Boredom is misunderstood and highly underrated. When I was young I was unable to appreciate the complexity of boredom. I used to think of boredom as the absence of something: passion, curiosity, interests.

I judged myself for my own boredom and listlessness because I thought it meant my mind was empty and incapable of authenticity.

To be bored meant I was boring.

I see boredom differently know. Like depression, which I will muster the courage to write about soon, boredom is a signal that "this isn't it". That I am actually capable of far more and that whatever I am working on isn't filling the deep wells of inspiration running dry in me.

Boredom should excite you because it indicates a higher sense of possibility your inner being is trying to wake you up to. So investigate your own boredom. Sit with it and try to discover what in your life it's connected to.

Is it your major in college, your extracurricular activities, or your job? Ask yourself: What can I do to better pair the latent potential within me with the rigor and purpose I am clearly craving?

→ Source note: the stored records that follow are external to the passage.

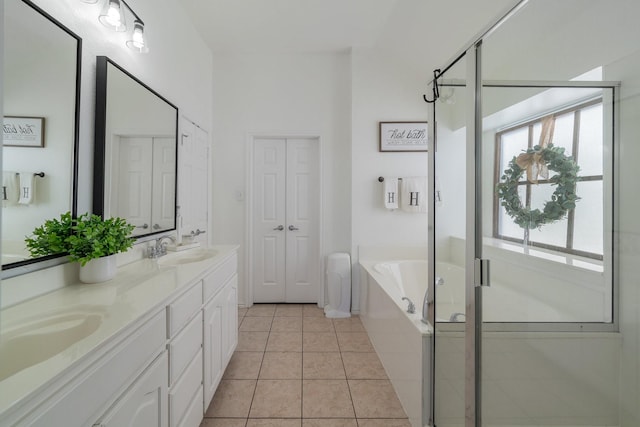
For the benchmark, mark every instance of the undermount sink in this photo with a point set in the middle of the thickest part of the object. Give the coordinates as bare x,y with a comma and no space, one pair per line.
188,256
42,339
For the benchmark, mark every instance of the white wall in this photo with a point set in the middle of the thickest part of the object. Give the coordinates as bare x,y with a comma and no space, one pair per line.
282,95
383,91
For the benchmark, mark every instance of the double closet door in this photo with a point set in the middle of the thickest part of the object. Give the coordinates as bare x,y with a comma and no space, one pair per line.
285,220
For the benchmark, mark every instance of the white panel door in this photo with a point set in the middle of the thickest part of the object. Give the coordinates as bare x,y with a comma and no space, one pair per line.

Let Your Hobbies Energize You

Sometimes we can't overhaul our lives. There are seasons for great change and the timing of that is important. That's where hobbies come in. Hobbies are that personal art that infuse life with novelty and excitement.

And your hobby can be anything. You don't have to be Evil Knievel jumping out of planes. You can find excitement in how your fingers leave impressions on wet clay spinning on a potter's wheel or in how written words travel into deep recesses of your mind you were a stranger to.

Hobbies are like space travel. They stretch time and push us to the edge of what we know about ourselves.

So next time you're bored, don't condemn yourself. Treat your boredom like an empirical question it is your job to research and expound upon to enrich your life. Treat boredom like the opportunity it is and be grateful you got the message.